API/ENH: add method='nearest' to Index.get_indexer/reindex and method to get_loc #9258

shoyer · 2015-01-15T05:53:32Z

Currently only an index method; I'm open to ideas for how to expose it more
directly -- maybe df.loc_nearest?.

In particular, I think this is usually a more useful way to do indexing for
floats than pandas's reindex based .loc, because floats are inherently
imprecise.

CC @jreback @jorisvandenbossche @immerrr @hugadams

shoyer · 2015-01-15T06:18:05Z

Hmm. I think this has all the functionality we need, but it would also be good to reconcile the API design here with asof. I'll dig into that, but I'm also open to any proposals.

jorisvandenbossche · 2015-01-15T10:40:49Z

Should it return an array or an Index when given multiple values?
For asof, I think this can completely replace the usage of asof, and is also compatible in signature. Only differences are:
- asof would have a default of left in terms of get_nearest
- it returns NaN if it cannot find anything.
I think we can leave asof as is, but add above remarks to the docs. Referring in the docstring of asof to get_nearest and indicating how you can replace it.

jreback · 2015-01-15T10:46:57Z

I agree with @jorisvandenbossche this should just replace asof entirely
asod was essentially a simple version of this

jreback · 2015-01-15T10:48:48Z

I think you should extract the indexer into another method maybe asof_indexer (and asof just calls that)
then we can support 'asof' joins! (I think there is an outstanding issue for this)

shoyer · 2015-01-15T23:23:13Z

Should it return an array or an Index when given multiple values?

I'm returning an array, based on how get_indexer works.

I'm currently modeling this function as a sort of combination of get_loc and get_indexer. Perhaps it would indeed make more sense to separate this into two interfaces -- get_loc_nearest (could handle duplicate indexes) and get_indexer_nearest.

jreback · 2015-01-18T20:44:18Z

@shoyer yes this should be 2 methods get_indexer_nearest which is called by get_loc_nearest (whose impl is trivial), but this exposes the indexer which is important.
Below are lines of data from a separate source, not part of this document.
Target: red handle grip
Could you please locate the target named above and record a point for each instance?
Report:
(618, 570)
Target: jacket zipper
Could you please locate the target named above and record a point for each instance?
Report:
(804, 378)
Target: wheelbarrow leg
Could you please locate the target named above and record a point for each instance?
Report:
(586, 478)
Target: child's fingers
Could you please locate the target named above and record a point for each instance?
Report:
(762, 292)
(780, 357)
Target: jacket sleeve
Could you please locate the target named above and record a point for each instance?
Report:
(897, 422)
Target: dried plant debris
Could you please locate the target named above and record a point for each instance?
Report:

my 2c, is that we already have asof so this should be just an impl, e.g. get_loc_asof/get_indexer_asof. No reason to have both

shoyer · 2015-01-19T09:20:13Z

OK, latest commits include the split to 2 methods and handle missing values properly (that was not being done right before). The differences are:

get_loc_nearest will coerce input to the appropriate Timedelta/Timestamp/Period scalar, like get_loc
get_indexer_nearest uses -1 to mark missing values that cannot be found whereas get_loc_nearest raises KeyError

I was able to make Index.asof be a thin wrapper around get_loc_nearest. So it should be able to handle non-datetimes now (for whatever that's worth).

The other use of asof is in the method Series.asof and the undocumented method Index.asof_locs (which appears to only be used or tested by Series.asof). This method is a little different and somewhat strange IMO -- it skips missing values in the Series. For now I've left it alone because the skipping of missing values makes it somewhat different, but is could definitely also use a cleanup.
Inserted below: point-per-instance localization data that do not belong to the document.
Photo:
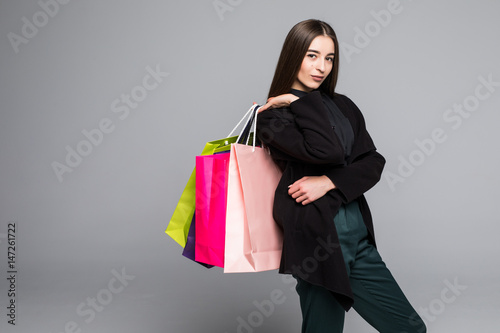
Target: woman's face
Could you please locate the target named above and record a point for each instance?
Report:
(317, 64)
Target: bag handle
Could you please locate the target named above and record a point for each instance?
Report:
(257, 108)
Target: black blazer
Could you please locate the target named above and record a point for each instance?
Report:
(303, 143)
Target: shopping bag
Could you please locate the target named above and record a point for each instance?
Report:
(180, 222)
(211, 187)
(178, 227)
(189, 249)
(253, 240)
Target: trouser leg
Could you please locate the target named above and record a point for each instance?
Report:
(321, 313)
(378, 298)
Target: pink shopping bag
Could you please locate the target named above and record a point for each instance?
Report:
(253, 239)
(211, 188)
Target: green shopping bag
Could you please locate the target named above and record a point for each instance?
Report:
(178, 227)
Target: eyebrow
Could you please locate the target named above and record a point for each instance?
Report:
(314, 51)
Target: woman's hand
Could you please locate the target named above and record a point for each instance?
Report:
(309, 189)
(279, 101)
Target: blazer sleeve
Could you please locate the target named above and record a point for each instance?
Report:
(301, 132)
(365, 165)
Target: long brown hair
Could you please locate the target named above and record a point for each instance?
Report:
(294, 49)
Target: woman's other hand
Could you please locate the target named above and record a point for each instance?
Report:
(279, 102)
(309, 189)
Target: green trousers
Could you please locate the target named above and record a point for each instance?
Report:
(377, 297)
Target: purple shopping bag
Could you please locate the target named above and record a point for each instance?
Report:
(189, 249)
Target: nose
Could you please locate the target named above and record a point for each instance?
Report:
(320, 65)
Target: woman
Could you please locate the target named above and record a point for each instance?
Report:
(319, 140)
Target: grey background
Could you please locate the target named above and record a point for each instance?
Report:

hughesadam87 · 2015-01-19T17:32:09Z

Where do you find the time man!

shoyer · 2015-01-20T18:58:55Z

One more design question: How should we handle partial string matching for DatetimeIndex.get_loc_nearest?

The current design casts the input to a Timestamp and finds the nearest label. This seems reasonable, but it's not consistent with get_loc, which will return all matching labels (even a slice, if possible). Arguably, get_loc_nearest should be equivalent to calling get_loc and then falling back to nearest lookup if the key is not found.
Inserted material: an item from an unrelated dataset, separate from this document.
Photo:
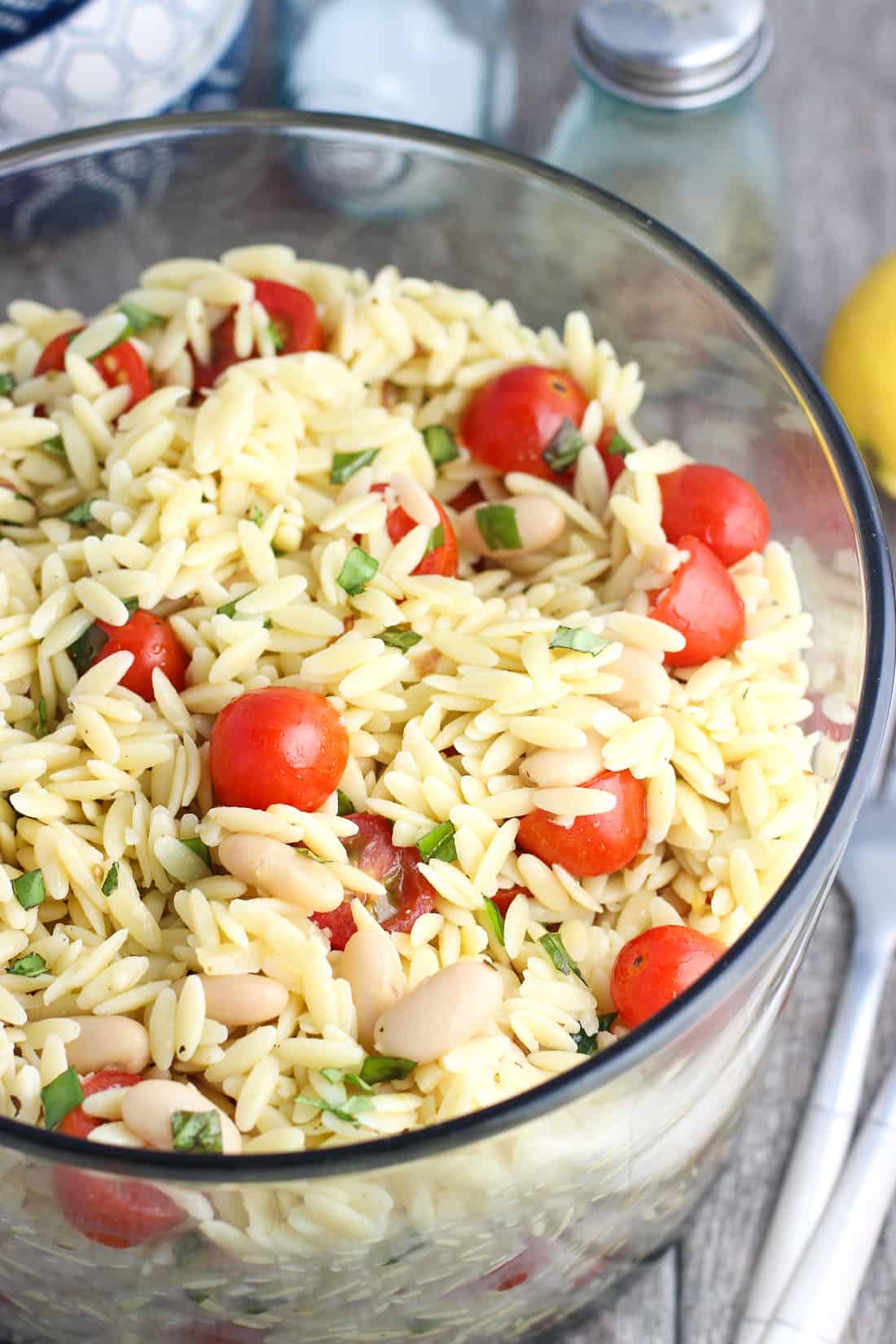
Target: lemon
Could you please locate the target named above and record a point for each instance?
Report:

Here's an concrete example:

idx = pd.to_datetime(['2000-01-31', '2000-02-28'])
print idx.get_loc_nearest('2000-02', side='left')
print idx.get_loc_nearest('2000-02', side='nearest')

With the current implementation, each of these would print 0. This is consistent with the current behavior of asof (as verified by test_asof_datetime_partial in test_index.py), but not get_loc, which would print 1 for each of these.

shoyer · 2015-02-10T00:05:32Z

OK, it looks like I need to make my own API decision :).

I've settled on using the result of get_loc for the result of DatetimeIndex.get_loc_nearest, if possible. This means that the "nearest" value to a partial string index like '2000-01' will be any values in January 2001, not the nearest value to 2000-01-01T00:00:00.

This is also a small breaking API change for DatetimeIndex.asof. I've added documentation to that effect to what's new in the latest commit (along with more functionality/tests).

Any other comments? I think this is possibly ready to merge (once rebased).

jorisvandenbossche · 2015-02-10T00:35:35Z

Would it be much trouble to not have this API change in asof? (possibly just leaving it as it is if it causes too much problems)

jorisvandenbossche · 2015-02-10T00:38:53Z

pandas/core/index.py


-        return label
+        See also: get_loc_nearest


can you make this a See also section?

See also -------- get_loc_nearest : small explanation what this is

then you get automatic linking in the html pages

jorisvandenbossche · 2015-02-10T00:50:52Z

A question: when you have a partial string, what is the 'nearest' value, so what will DatetimeIndex.get_loc_nearest return? (say if you have all days of the month in your index, what day is 'nearest' to the month)?

shoyer · 2015-02-10T00:58:25Z

@jorisvandenbossche We definitely could include a work around to avoid the change for asof by overwriting the subclass DatetimeIndex.asof method.... but I'm not even entirely sure this should really be considered an API change rather than a bug fix (even though there was a test for it).

Note the asof docstring: "For a sorted index, return the most recent label up to and including the passed label." A string like '2000-02' arguably does include the timestamp '2000-02-28'.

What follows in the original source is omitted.